Después de un momento, la señora Chalmers se recobró y pidió un vaso de agua. Truttwell fue a buscarlo a otro cuarto y ella se dirigió a mí en un murmullo lleno de premura:

—¿Por qué mi madre llamó a la policía por Randy? Debía tener una razón.

—La tenía. Le robó su foto de Nick.

—¿La foto de graduación que le envié?

—Sí.

—No tendría que haberla enviado. Pero pensé que por una vez en mi vida podía actuar como un ser normal.

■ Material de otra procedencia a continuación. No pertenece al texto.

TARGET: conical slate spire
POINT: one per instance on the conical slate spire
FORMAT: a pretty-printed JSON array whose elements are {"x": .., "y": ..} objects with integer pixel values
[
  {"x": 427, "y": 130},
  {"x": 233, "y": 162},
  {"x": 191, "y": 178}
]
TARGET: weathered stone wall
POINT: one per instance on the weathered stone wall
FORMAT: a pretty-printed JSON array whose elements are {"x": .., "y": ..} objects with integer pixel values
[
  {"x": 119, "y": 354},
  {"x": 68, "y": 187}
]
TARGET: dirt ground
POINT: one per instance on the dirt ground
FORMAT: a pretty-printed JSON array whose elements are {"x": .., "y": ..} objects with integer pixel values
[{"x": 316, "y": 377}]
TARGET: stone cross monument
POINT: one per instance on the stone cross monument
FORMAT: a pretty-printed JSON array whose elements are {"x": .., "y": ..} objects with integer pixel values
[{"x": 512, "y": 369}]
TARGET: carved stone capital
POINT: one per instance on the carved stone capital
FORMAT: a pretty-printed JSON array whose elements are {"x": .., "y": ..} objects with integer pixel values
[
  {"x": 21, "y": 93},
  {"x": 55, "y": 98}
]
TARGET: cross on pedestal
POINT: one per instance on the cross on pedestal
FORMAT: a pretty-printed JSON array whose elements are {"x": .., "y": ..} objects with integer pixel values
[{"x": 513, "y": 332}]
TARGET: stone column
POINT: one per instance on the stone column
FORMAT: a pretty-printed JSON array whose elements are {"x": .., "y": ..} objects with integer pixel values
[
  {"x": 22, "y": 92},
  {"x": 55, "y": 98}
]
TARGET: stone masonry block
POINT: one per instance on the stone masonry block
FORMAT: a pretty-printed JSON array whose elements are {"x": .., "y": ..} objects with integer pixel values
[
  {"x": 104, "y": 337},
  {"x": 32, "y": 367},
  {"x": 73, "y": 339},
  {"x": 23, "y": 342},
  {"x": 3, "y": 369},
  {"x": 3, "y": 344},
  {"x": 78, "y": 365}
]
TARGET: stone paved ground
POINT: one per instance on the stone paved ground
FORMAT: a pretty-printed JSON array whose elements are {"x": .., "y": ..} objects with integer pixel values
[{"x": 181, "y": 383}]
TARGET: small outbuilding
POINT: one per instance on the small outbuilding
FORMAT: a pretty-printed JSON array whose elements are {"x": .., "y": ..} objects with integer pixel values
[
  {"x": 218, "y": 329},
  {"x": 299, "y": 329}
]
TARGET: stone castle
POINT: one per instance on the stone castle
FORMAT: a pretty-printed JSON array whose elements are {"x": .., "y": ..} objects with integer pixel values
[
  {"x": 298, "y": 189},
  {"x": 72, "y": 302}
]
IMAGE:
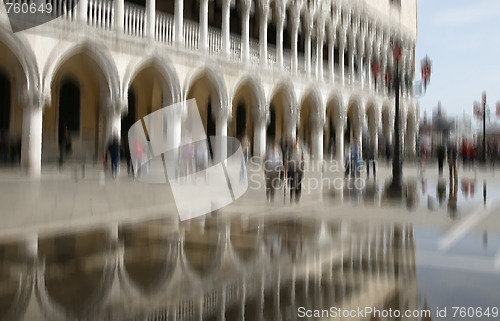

—Sin embargo, no podía. Su padre se la llevó a Jean Trask y la convenció para que contratara a Sidney Harrow. Así fue como comenzó todo el asunto.

—¿Qué quería el viejo?

—El dinero de su marido, igual que todos los demás.

—Menos usted, ¿eh? —su voz era sardónica.

—Así es —dije—. El dinero cuesta demasiado.

Truttwell le trajo un vaso de papel lleno de agua y la observó mientras ella bebía.

—¿Está con ánimos para afrontar un corto viaje?

Su cuerpo se irguió, alarmado.

—¿Adónde?

—A la clínica Smitheram. Es hora de que tengamos una charla con Nick.

Reaccionó con profunda desgana.

—El doctor Smitheram no le dejará entrar.

—Creo que me dejará. Usted es la madre de Nick y yo su apoderado. Si el doctor Smitheram no quiere colaborar extenderé un mandato de habeas corpus contra él.

Truttwell no hablaba muy en serio, pero el estado de alarma persistía en ella.

—No. ¡Por favor, no haga nada de eso! Yo le hablaré al doctor Smitheram.

Mientras salíamos, le pregunté a la recepcionista si Betty había regresado con el informe del laboratorio. No había vuelto. Le dejé recado de que estaría en la clínica.